On his departure from the role, ifa managing editor Aleks Vickovich reflects on the progress of the IFA movement and road ahead for financial advisers and this publication.
For a junior journalist freshly returned from London, and relatively ignorant about the Aussie financial advice landscape (like most of our population, unfortunately), I couldn’t have landed a better story.
At that time, just prior to the launch of this website in 2012, Bernie Ripoll was putting pen to paper on the recommendations that would lay out the blueprint for monumental change.
The FOFA lobbying then went into full swing, and through the course of my reportage, I quickly learned that Australia’s advisers were on the front lines of a culture war brewing in our financial system involving some seriously powerful forces.
With the political clout of banks and industry funds influencing policymakers on both sides of the aisle, and a scapegoat needed for product failure in the wake of the GFC, the small business financial advice providers of this country found themselves in the firing line, subject to significant state intervention in their business affairs and a whole lot of new red tape.
I don’t need to tell you that the scrutiny and regulatory overreach has not abated since.
Whether the FOFA laws – and subsequent interventions such as TASA and LIF – have been positive or not is up for debate and the industry and its analysts should keep a watching brief.
But under my tenure, this website has consistently held the position that advisers are often blamed for systemic issues further up the chain, and we have not been afraid to call out the powerful institutions that Canberra seems beholden to.
From the CBA financial planning scandal, to the role of insurers and FSC during LIF negotiations, to the marketing and campaigning activity of industry super funds and questionable role of adviser associations under the new FASEA regime – our focus has been on journalism that doesn’t just provide information but advocacy to our audience.
On the topic of independence, this has particularly been the case.
When we took the decision to place the word ‘independent’ back on the masthead of the magazine and this website, we knew we were wading into one of the industry’s thorniest issues.
Back then, the institutions (as well as a number of our competitors in the all-too-complicit trade press) denied that there were rumblings within the aligned networks, or that a revolution of small AFSLs and “non-aligned” groups was on the horizon.
Our position was not only that an independent resurgence would happen, but that it should.
As recently as 2016, ifa was being routinely told no such migration was underway, despite the ever-present stream of fleeing firms providing us off record testimony to the contrary.
Today, we see three of the four major banks throwing in the towel, and our nation's flagship institutional advice network in crisis, as its numbers decline and it is threatened with criminal charges.
The royal commission has taken the conversations we have hosted on this website for years directly to the living rooms of Australia.
While we are in a period of flux and uncertainty, for independently-minded and client-centric advisers eager to take control of their own destiny, the future remains bright.
Undoubtedly, major challenges remain.
The forced education policy is taking an understandably emotional toll on advisers, as they attempt to juggle family life, running a business and the priority of quality client service with a new raft of study requirements.
The ability to profitably service regular folks, as opposed to high-net-worth accounts, remains difficult, with the ban on investment commissions and changes to life insurance remuneration playing a part.
Plus ASIC’s anti-competitive stance on non-institutional providers being permitted to describe themselves as such has added an additional and unnecessary hurdle.
However, the Australian public is waking up to the conflicts and corruption inherent in the compulsory superannuation system and financial product distribution chain.
They will need good quality financial advice – and good quality financial journalism – to help them make sense of what will follow Hayne’s inquiry.
For that reason, I have taken the difficult decision to move on from Momentum Media to pursue an opportunity elsewhere in a more consumer-facing role.
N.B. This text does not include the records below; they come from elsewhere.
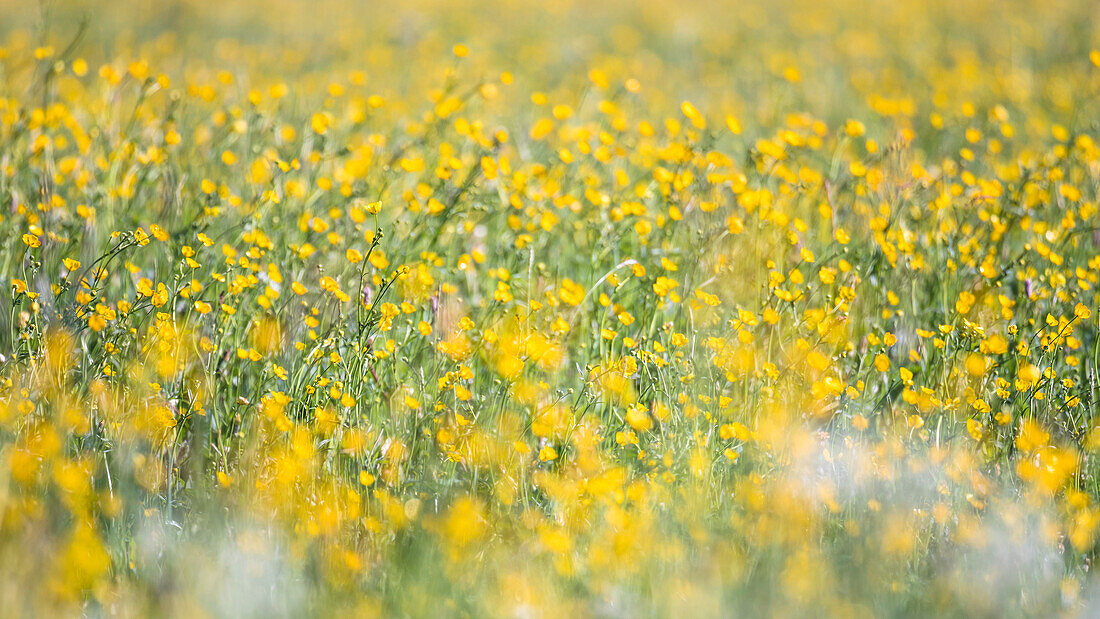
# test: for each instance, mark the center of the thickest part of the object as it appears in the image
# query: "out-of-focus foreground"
(521, 308)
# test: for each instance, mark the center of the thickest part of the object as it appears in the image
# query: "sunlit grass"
(517, 308)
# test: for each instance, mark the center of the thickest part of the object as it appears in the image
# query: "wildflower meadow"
(515, 308)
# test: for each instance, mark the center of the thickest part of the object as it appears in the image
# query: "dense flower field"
(515, 308)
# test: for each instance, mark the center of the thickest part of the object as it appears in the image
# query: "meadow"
(508, 308)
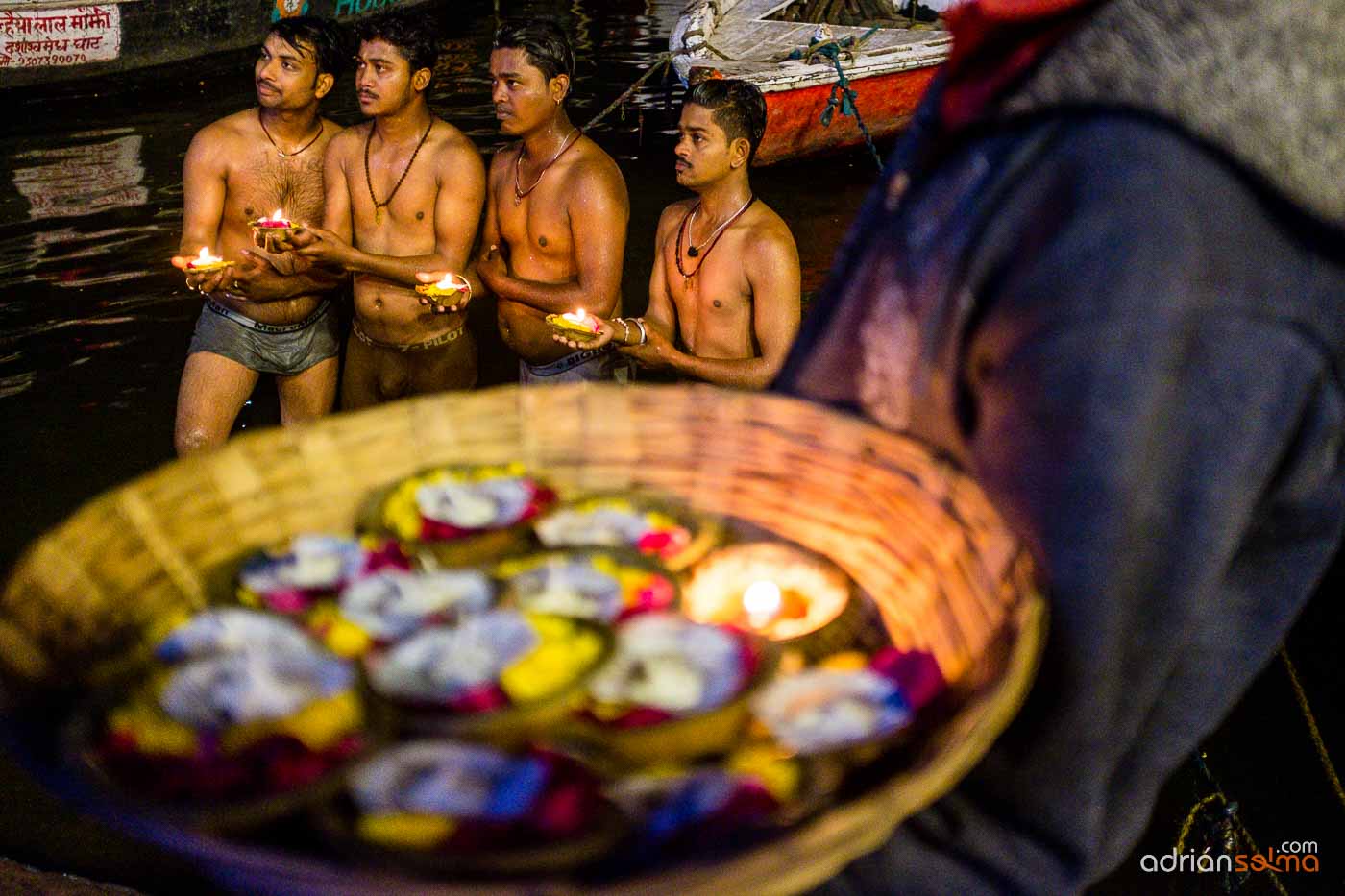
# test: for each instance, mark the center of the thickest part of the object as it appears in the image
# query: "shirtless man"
(555, 214)
(239, 168)
(723, 294)
(404, 194)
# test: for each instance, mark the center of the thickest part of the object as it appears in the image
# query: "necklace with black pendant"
(683, 231)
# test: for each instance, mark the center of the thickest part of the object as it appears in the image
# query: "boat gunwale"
(690, 47)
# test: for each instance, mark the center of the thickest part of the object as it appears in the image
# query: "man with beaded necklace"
(726, 318)
(259, 316)
(404, 194)
(557, 210)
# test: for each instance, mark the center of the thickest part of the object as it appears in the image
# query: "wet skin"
(732, 322)
(429, 225)
(561, 247)
(232, 175)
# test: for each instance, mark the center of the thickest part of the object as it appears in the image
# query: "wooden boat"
(49, 40)
(890, 70)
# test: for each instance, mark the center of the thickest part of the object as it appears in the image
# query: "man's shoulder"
(766, 228)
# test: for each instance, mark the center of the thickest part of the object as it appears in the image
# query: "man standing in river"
(555, 214)
(404, 194)
(723, 294)
(256, 319)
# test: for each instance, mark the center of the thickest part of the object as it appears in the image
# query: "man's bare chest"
(262, 183)
(538, 225)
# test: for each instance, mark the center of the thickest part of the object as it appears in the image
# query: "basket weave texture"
(911, 529)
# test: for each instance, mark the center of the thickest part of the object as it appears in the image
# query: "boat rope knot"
(844, 97)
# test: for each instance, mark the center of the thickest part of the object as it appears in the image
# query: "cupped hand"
(202, 281)
(319, 244)
(605, 332)
(459, 299)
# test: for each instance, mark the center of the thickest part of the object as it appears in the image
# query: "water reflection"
(83, 180)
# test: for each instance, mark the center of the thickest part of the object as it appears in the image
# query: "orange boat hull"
(794, 117)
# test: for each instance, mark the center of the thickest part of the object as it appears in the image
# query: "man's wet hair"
(544, 40)
(326, 39)
(735, 105)
(413, 34)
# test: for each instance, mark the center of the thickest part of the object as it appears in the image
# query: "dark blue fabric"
(1138, 354)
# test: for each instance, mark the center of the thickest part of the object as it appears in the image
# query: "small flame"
(762, 601)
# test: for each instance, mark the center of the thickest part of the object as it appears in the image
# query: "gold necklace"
(369, 181)
(518, 191)
(279, 151)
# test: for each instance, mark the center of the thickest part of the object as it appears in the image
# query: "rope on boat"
(1313, 731)
(658, 63)
(844, 97)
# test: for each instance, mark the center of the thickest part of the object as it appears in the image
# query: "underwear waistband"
(433, 342)
(264, 327)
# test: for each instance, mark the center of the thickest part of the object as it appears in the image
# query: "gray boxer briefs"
(585, 365)
(284, 350)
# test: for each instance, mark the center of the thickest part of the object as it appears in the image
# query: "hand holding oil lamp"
(450, 291)
(272, 231)
(577, 325)
(206, 262)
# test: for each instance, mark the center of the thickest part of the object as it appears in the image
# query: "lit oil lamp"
(206, 262)
(779, 591)
(577, 325)
(269, 231)
(447, 291)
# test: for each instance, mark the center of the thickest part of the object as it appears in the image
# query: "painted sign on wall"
(360, 7)
(70, 36)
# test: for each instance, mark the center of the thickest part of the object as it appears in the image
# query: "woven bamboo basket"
(910, 529)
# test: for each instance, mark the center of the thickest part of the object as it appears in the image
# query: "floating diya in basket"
(272, 231)
(604, 586)
(756, 787)
(674, 690)
(246, 720)
(459, 514)
(447, 289)
(453, 806)
(500, 677)
(780, 591)
(208, 262)
(661, 529)
(577, 325)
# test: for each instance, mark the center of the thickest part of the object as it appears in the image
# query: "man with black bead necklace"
(555, 214)
(259, 315)
(723, 294)
(404, 194)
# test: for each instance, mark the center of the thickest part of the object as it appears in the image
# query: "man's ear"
(558, 87)
(739, 153)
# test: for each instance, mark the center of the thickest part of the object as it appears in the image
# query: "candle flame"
(762, 600)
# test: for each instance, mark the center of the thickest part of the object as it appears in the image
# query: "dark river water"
(94, 323)
(94, 327)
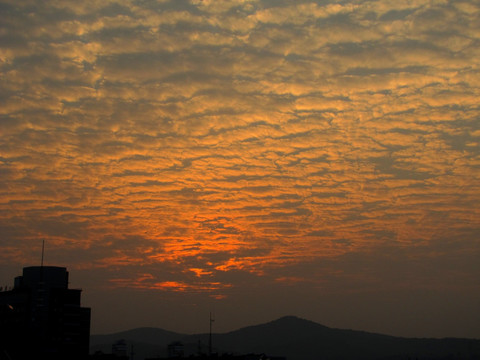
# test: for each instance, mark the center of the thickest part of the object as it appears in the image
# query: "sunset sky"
(253, 158)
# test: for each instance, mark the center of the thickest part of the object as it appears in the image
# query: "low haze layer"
(253, 158)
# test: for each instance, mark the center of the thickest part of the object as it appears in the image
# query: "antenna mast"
(43, 251)
(210, 336)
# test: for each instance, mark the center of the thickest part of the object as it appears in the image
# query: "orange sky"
(189, 154)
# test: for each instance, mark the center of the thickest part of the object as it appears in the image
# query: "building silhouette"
(41, 318)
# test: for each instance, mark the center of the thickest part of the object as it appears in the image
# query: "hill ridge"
(297, 339)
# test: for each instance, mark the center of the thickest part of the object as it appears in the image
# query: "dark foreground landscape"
(294, 339)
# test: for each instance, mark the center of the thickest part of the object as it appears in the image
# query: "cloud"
(246, 136)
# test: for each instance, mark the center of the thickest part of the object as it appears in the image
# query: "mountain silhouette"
(296, 339)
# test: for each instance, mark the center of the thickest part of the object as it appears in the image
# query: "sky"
(249, 158)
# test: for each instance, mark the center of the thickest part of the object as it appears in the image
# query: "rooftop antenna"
(43, 251)
(210, 336)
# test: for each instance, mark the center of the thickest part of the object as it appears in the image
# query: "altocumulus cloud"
(212, 137)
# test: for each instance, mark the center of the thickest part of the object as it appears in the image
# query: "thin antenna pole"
(43, 251)
(210, 349)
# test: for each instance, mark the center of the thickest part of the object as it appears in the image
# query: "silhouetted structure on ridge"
(41, 318)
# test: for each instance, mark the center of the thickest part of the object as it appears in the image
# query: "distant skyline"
(250, 158)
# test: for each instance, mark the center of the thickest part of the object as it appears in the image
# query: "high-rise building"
(41, 318)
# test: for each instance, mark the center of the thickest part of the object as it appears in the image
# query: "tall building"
(41, 318)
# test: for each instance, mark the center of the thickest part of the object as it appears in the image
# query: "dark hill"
(299, 339)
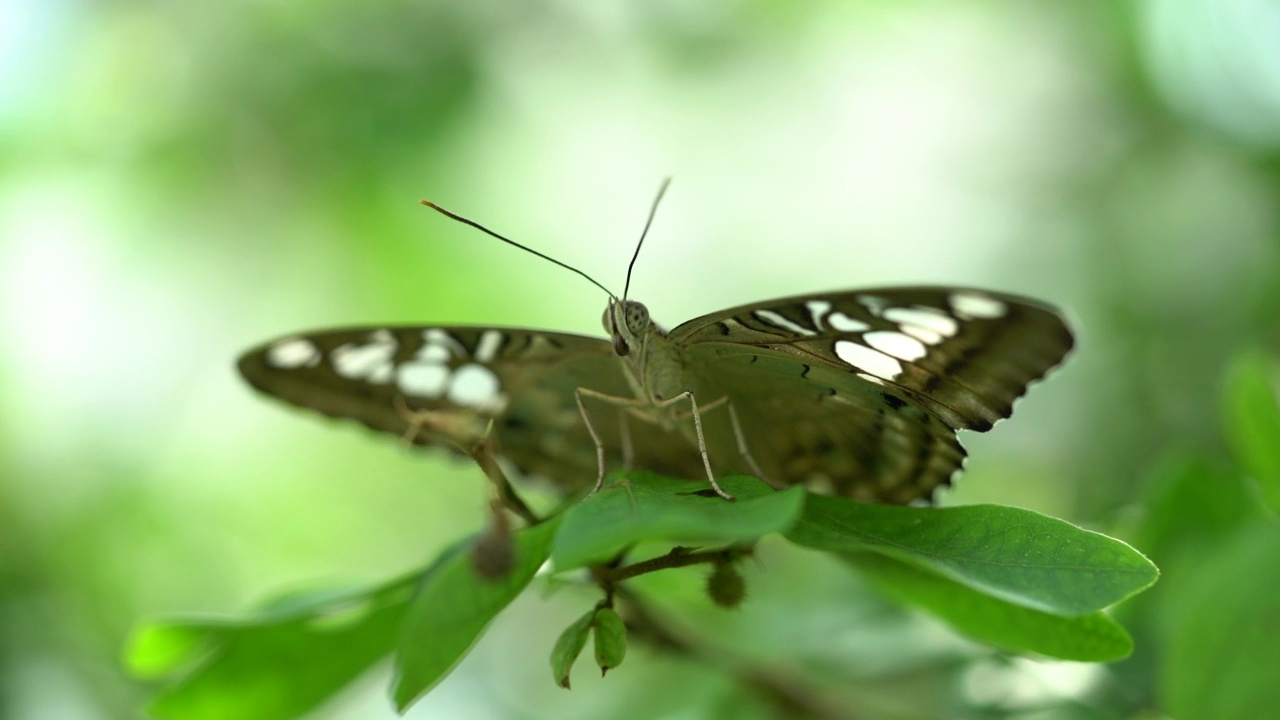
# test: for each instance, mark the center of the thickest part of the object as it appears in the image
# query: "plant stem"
(789, 697)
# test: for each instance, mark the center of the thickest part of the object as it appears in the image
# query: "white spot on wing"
(439, 337)
(775, 319)
(369, 363)
(293, 354)
(873, 302)
(901, 346)
(426, 379)
(868, 360)
(924, 323)
(817, 309)
(437, 354)
(488, 346)
(977, 305)
(475, 386)
(844, 323)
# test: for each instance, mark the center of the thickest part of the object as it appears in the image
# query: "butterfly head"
(626, 322)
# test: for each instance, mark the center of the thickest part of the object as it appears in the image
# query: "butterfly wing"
(867, 390)
(522, 382)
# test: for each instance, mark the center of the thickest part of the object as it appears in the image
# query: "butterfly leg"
(470, 433)
(741, 441)
(739, 437)
(629, 454)
(622, 404)
(702, 441)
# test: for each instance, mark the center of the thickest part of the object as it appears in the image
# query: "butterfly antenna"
(508, 241)
(653, 210)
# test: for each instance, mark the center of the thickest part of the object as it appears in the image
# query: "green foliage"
(452, 607)
(1207, 636)
(1010, 578)
(1252, 401)
(277, 664)
(568, 646)
(1015, 555)
(664, 509)
(1221, 624)
(611, 639)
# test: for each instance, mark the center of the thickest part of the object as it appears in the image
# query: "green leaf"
(1252, 414)
(277, 665)
(453, 606)
(1087, 638)
(643, 506)
(568, 646)
(1221, 620)
(611, 639)
(1192, 505)
(1020, 556)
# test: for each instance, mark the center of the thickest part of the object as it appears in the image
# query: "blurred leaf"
(643, 506)
(1253, 420)
(568, 646)
(163, 648)
(1016, 555)
(611, 639)
(453, 606)
(1192, 505)
(277, 665)
(1221, 624)
(1088, 638)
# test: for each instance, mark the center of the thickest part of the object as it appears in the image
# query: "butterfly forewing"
(863, 391)
(520, 381)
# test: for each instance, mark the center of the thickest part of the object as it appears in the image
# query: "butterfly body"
(858, 392)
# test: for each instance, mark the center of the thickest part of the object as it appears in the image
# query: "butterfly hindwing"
(864, 391)
(521, 381)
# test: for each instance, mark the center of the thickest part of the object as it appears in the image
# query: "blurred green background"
(181, 180)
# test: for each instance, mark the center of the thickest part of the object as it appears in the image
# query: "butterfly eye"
(636, 318)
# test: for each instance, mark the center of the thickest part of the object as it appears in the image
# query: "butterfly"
(859, 393)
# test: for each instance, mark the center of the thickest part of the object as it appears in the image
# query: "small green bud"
(568, 647)
(726, 587)
(611, 639)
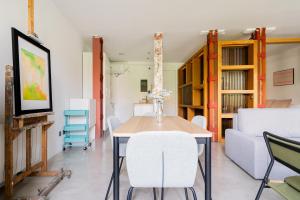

But I am confident that ifa’s mission statement and commitment to robust journalism and debate is assured and the publication is in very good hands.
It has been an honour to serve the advice community, in both Australia and the US, throughout this tumultuous period of financial history.
Overwhelmingly, the members of this community are hard-working, family- and customer-oriented men and women with a strong sense of citizenship and community spirit, and the new laws governing them are more about appearances than sound public policy.
Our elected officials know that. They are just too cowardly to do anything about it.
This publication, and the community it serves, will continue to provide leadership in the absence of any from our industry and national leaders.
The country’s financial future depends upon it.
Aleks Vickovich is the outgoing managing editor of ifa.